Половину отряда, приведенного мной, Батя отправлял во главе с Ярмоленко на помощь Щербине, а с остальными я должен был выйти на железную дорогу Борисов — Орша, на автостраду Москва — Минск и развернуть там работу.
— Григорий Матвеич, — сказал Якушев, узнав о моем назначении, — я бы попросил и меня включить в этот отряд. На железной дороге у меня есть знакомые, да и с работой ее я неплохо знаком.
— Хорошо, — коротко ответил Батя.
Выступали обе группы одновременно. Батя тоже пришел на Бычачью базу, чтобы проводить и напутствовать выступающих. Прощаясь со мной, он сказал:
— Ну, Антон Петрович, желаю успеха! Отряд у вас на славу, партийно-комсомольский.
Я взглянул на своих людей. Да, я знаю каждого. Все они коммунисты или комсомольцы. И это не простая случайность… Как мы окрепли за полгода! Это уже не тот отряд, в который влилась в октябре гурецкая группа, это отряды: у Бати, у Щербины, у Черкасова; группы Куликова, Куклинова и эти вот два отряда.

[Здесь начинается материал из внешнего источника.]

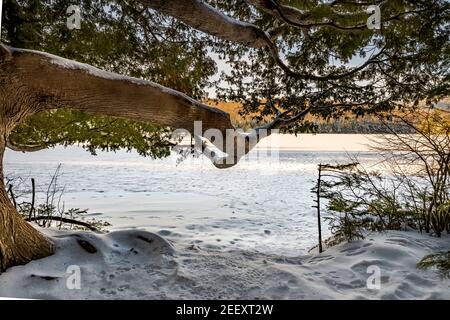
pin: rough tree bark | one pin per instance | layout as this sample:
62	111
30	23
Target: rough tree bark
19	241
31	82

А, кроме нас, рядом с нами — чего не было осенью — отряды Заслонова, Кузина, Воронова…
Вместе с Ярмоленко мы покинули Бычачью базу, а от перекрестка южнее Красного Борка Ярмоленко поворачивал к западу, я — к югу.
Каждый раз расставание с боевыми товарищами в тяжелых партизанских условиях вызывало невеселые мысли. И тут защемило сердце. Да и у Ярмоленко слезы выступили на глазах. Обнялись.
— Придется ли свидеться, товарищ комиссар? — По старой привычке он звал меня комиссаром.
— Не знаю… А почему не придется? — ответил я, стараясь казаться спокойным.
— Что-то мне думается… Эх, не пошел бы я от вас!..
— Война. Мы с тобой не только солдаты, но и коммунисты. Голову вешать не имеем права. И я думаю, мы еще повоюем.
— Повоюем, — повторил он, — а вы не забывайте меня, товарищ комиссар. Спасибо вам за все!